6.3 Power Ledger Platform

Power Ledger is a technology company that implemented blockchain technology in the energy sector by enabling people to trade electricity with each other. This company was created in 2016 and developed its very first project for energy trading in the south of Perth, Australia. Currently, Power Ledger works also on other applications such as energy tracking, carbon trading, virtual power plants, etc. Platform μGrid is one of the Power Ledger pilots which particularly focuses on enabling P2P energy trading in a community. It can create a local marketplace with defined rules to facilitate direct RES trading. The platform is able to provide energy efficiency and better management by tracking consumption and visualizing the flow of bulk energy. μGrid can incentivize consumers by providing cheaper energy, consumption visualization, and opportunities for new revenue streams for building managers. Moreover, it can incentivize energy providers to invest more in renewable energy facilities. This pilot is implemented on several projects in Thailand, Australia, Japan, and Italy.

One of the Power Ledger projects deployed in Australia aims to reduce energy costs by providing a P2P trading platform between prosumers and consumers in a local area. Therefore, prosumers can achieve more profits by sharing their surplus in the P2P platform. In the wholesale market, PV prosumers can sell the excess energy to the grid at 7 c/kWh while they will be charged 25 c/kWh for buying energy. However, there is a fixed price at 20 c/kWh for purchasing energy from the Power Ledger platform. Hence, the platform would incentivize both prosumers and consumers to participate in the P2P market and, by doing so, bring more flexibility to the whole system [25, 27].

7 Status Quo, Challenges, and Outlook

In recent advancements in ICTs technologies along with the increasing proliferation of distributed energy systems in the energy systems of the buildings and houses, the P2P energy market as a new concept is proposed to deal with the small-scale energy transactions in such distributed energy systems. The distributed nature of this market and opportunities for profit-making incentivize the new agents called prosumers to produce and consume energy locally. Local P2P markets are expected to affect the future of energy procurement on the demand-side of the network and provision of the required services for optimal operation of the grids.

Implementation of the P2P markets at the smart cities of the future brings the following advantages for the citizen:

  • They would benefit from energy democracy since they are able to freely choose the trading partner and the type of energy to buy.

  • Operation issues of the grids will be solved locally through P2P mechanisms in microgrids, districts, or communities which in turn reduces the imposed cost to the citizens.

  • Designed economic incentives and price signals for attracting citizens’ participation in providing the network services will also bring credit that decreases the total energy costs of the citizens.

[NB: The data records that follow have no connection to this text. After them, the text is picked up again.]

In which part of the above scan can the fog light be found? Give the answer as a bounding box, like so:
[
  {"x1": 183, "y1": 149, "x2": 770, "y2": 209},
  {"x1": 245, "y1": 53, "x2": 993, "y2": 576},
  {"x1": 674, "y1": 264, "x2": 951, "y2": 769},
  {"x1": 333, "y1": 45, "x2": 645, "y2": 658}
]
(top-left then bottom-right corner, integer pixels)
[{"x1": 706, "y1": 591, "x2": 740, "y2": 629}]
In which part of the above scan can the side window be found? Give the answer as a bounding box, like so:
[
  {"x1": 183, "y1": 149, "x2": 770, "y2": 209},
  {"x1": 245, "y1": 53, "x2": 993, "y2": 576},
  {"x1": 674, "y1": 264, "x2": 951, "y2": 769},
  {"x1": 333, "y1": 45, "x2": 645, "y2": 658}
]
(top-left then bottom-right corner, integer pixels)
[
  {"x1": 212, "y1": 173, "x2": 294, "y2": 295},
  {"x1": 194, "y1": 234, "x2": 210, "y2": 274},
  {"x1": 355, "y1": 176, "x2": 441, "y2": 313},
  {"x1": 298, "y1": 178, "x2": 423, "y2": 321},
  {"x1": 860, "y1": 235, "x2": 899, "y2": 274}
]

Despite significant advantages, there are also several challenges, such as scalability, that need to be addressed for large-scale implementation of P2P markets. Therefore, developing proper methods for processing transactions and sharing information in a scalable manner can be considered as the future direction of research. Due to the distributed nature of P2P markets, using distributed optimization techniques to simulate such markets is also a promising direction. Another evolving research direction is the use of blockchain technology and cryptocurrencies to improve flexibility trading among users.